This section provides a simple API for storing and retrieving lexicon entries.
§1. The user creates new lexicon entries with:
excerpt_meaning *Lexicon::register( unsigned int meaning_code, wording W, general_pointer data) { if (Wordings::empty(W)) internal_error("tried to register empty excerpt meaning"); return ExcerptMeanings::register(meaning_code, W, data); }
§2. excerpt_meaning objects are intended to be fairly opaque, but the user can call this to extract their attached data:
general_pointer Lexicon::get_data(excerpt_meaning *em) { return em->data; }
§3. Entries can be retrieved either the regular way, or in "maximal mode", which tries to parse a maximal-length initial portion of W rather than necessarily the whole thing. For example, that mode might peel off the adjective "fixed in place" from wording W which was "fixed in place door". This is very much the exception: we almost always want to match the whole of W.

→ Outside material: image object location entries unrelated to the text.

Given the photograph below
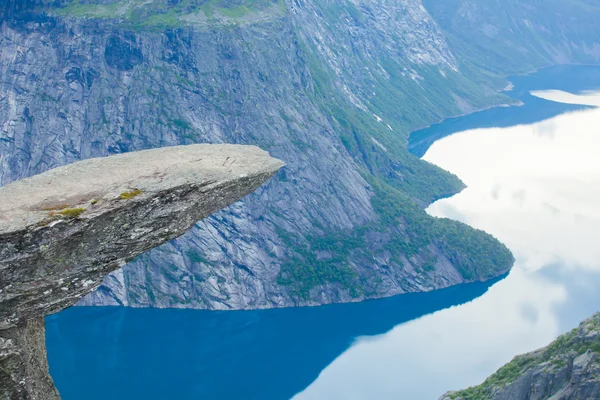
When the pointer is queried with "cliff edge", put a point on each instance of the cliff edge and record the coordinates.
(63, 231)
(569, 368)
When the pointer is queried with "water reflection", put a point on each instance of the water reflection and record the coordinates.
(536, 188)
(575, 79)
(121, 353)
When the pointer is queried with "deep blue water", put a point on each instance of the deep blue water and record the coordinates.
(124, 353)
(574, 79)
(532, 184)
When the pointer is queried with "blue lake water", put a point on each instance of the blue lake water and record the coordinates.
(533, 177)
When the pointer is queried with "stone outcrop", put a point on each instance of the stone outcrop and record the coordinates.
(63, 231)
(569, 368)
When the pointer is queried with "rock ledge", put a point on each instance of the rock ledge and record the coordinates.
(63, 231)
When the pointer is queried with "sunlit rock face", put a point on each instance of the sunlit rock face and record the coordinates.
(63, 231)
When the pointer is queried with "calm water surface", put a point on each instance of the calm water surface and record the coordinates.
(533, 181)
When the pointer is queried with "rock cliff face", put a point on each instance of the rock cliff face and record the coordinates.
(331, 87)
(568, 368)
(63, 231)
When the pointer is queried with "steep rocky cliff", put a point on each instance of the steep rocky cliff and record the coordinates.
(333, 88)
(63, 231)
(569, 368)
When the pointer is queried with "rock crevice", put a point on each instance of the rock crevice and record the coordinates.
(63, 231)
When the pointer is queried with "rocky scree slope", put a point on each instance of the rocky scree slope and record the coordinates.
(333, 88)
(63, 231)
(569, 368)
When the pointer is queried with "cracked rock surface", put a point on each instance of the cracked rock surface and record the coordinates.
(63, 231)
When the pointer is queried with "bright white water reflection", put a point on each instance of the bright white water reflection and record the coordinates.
(536, 188)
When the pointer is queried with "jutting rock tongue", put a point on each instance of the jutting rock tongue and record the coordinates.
(63, 231)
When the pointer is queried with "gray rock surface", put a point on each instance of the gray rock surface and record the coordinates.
(74, 88)
(331, 87)
(568, 369)
(63, 231)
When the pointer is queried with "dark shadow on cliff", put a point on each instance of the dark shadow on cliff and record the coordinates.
(533, 110)
(125, 353)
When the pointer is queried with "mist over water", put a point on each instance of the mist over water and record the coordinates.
(533, 183)
(536, 188)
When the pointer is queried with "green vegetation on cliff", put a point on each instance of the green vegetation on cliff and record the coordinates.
(164, 14)
(550, 359)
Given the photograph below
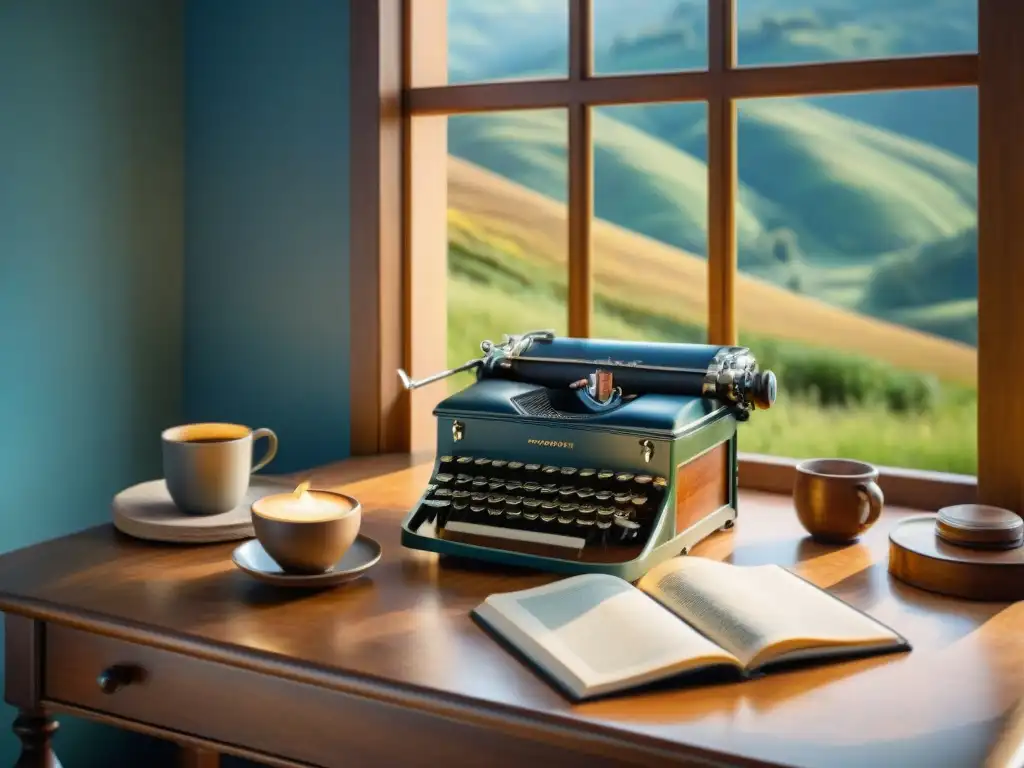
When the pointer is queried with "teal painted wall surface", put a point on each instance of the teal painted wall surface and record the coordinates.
(266, 221)
(90, 279)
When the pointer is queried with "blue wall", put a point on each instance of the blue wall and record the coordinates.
(90, 276)
(266, 213)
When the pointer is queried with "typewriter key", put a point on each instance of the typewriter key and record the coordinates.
(627, 525)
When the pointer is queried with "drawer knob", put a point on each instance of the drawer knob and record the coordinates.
(117, 677)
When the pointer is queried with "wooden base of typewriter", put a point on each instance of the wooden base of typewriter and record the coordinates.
(596, 521)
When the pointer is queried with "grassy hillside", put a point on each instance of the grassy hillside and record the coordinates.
(823, 200)
(507, 274)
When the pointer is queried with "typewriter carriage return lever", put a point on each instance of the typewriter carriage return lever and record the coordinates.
(586, 455)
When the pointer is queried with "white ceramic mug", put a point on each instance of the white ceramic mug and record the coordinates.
(207, 466)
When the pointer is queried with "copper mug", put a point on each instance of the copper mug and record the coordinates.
(837, 500)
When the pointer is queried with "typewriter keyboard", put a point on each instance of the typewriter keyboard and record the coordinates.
(566, 508)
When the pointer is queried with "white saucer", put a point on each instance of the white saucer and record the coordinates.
(252, 558)
(146, 511)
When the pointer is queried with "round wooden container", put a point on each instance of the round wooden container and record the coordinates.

It might seem symmetrical that the return value should be an excerpt_meaning. But that wouldn't enable us to return multiple results in the (frequent) case of ambiguity. Instead, we need to return a list of possibilities, and we do that by returning fragment of syntax tree material, using the infrastructure from syntax. This will be a list of nodes joined by ->next_alternative limks.
This list of nodes is disposable — even if it is a copy of something from the syntax tree, it is never the only copy. It can freely be ignored or changed. A return value of NULL means there were no results at all.
- ● If a meaning was registered in such a way that its data actually was a node from the syntax tree, then the result is a copy of that node.
- ● If not then the result is a node with the meaning code as its node type, and the excerpt meaning can be recovered from it using Node::get_meaning.
parse_node *Lexicon::retrieve(unsigned int mc_bitmap, wording W) { return FromLexicon::parse(mc_bitmap, W); } int lexicon_in_maximal_mode = FALSE; parse_node *Lexicon::retrieve_longest_initial_segment(unsigned int mc_bitmap, wording W) { int s = lexicon_in_maximal_mode; lexicon_in_maximal_mode = TRUE; parse_node *p = FromLexicon::parse(mc_bitmap, W); lexicon_in_maximal_mode = s; return p; }
§4. As a bonus, since the lexicon uses quite a convenient hash-coding system for excerpts, the following is available for anyone wanting to take advantage:
int Lexicon::wording_hash(wording W) { return ExcerptMeanings::hash_code(W); }